Rabat - More than 150 children have died crossing the Central Mediterranean from North Africa to Italy so far this year, according to UNICEF.
Rabat – More than 150 children have died crossing the Central Mediterranean from North Africa to Italy so far this year, according to UNICEF.
The true number of child casualties is almost certainly higher given that many children on the move are unaccompanied, so their deaths often go unreported.
Since the start of the year, nearly 37,000 refugees and migrants, 13 per cent of whom are children, have reached Italy by sea via the Central Mediterranean. This represents an increase of 42 percent when compared to the same period of time in 2016.
The increase comes despite the grave risks involved in attempting one of the most perilous migration routes in the world. At least 849 people have been lost at sea along the route since January, the UN agency said in a statement on its website.

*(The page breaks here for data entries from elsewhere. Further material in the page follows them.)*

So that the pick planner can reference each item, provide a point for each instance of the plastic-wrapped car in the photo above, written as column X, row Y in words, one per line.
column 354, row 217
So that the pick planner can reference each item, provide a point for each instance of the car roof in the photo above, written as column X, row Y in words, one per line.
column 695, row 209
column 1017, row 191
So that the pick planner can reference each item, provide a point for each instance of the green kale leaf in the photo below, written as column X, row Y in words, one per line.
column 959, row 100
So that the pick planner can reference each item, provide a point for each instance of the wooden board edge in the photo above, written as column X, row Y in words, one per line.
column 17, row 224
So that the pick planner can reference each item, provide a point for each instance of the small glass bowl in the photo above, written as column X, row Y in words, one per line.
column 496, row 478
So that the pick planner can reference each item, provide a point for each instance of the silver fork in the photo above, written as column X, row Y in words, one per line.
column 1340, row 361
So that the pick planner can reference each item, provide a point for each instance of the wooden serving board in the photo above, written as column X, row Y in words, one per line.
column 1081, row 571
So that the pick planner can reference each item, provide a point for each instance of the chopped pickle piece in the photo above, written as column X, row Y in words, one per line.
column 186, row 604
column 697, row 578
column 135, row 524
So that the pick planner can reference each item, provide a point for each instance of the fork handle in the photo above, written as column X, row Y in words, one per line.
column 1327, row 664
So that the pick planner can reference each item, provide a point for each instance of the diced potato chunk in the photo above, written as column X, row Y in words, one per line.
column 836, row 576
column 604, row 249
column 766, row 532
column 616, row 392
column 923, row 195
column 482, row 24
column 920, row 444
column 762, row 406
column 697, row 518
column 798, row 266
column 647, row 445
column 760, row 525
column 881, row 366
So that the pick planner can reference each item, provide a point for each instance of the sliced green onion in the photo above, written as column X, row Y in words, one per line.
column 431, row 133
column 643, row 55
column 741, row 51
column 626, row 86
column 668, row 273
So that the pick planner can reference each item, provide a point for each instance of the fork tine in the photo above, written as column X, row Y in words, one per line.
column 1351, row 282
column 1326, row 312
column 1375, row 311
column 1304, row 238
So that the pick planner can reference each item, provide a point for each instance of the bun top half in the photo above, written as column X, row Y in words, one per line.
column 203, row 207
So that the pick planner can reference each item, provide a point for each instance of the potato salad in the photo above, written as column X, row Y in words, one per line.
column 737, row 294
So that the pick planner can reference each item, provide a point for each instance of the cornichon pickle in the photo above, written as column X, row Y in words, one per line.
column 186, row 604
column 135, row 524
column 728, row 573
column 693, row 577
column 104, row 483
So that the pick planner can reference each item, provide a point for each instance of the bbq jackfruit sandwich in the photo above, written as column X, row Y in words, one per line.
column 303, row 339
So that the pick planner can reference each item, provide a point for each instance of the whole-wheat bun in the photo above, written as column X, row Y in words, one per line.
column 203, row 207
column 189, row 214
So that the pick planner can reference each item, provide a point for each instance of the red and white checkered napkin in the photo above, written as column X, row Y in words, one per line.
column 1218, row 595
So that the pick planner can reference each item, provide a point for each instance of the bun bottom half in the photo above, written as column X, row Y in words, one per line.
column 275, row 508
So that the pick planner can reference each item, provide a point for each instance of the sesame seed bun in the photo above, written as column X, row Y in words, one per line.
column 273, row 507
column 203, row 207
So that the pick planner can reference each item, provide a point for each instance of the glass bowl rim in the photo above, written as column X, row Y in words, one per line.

“It is deeply concerning that vulnerable people, including thousands of children, are risking their lives to reach Europe’s shores using this incredibly dangerous route,” said Afshan Khan, UNICEF Regional Director and Special Coordinator for the Refugee and Migrant Crisis in Europe.
“This is further evidence that when safe and legal pathways to migration are cut off, desperate children and families will do whatever they can to flee conflict, poverty and depravation.”
Over the past few days, calmer waters and warmer weather in the Mediterranean have been accompanied by a surge in the number of refugees and migrants attempting to cross.
During the Easter weekend alone, more than 8,300 people were rescued from the sea between Libya and Italy, the same source added. More attempted crossings bring more death, with eight migrants reported to have drowned over the past weekend.
The fatality rate for the Central Mediterranean migrant route currently stands at 3 percent for 2017.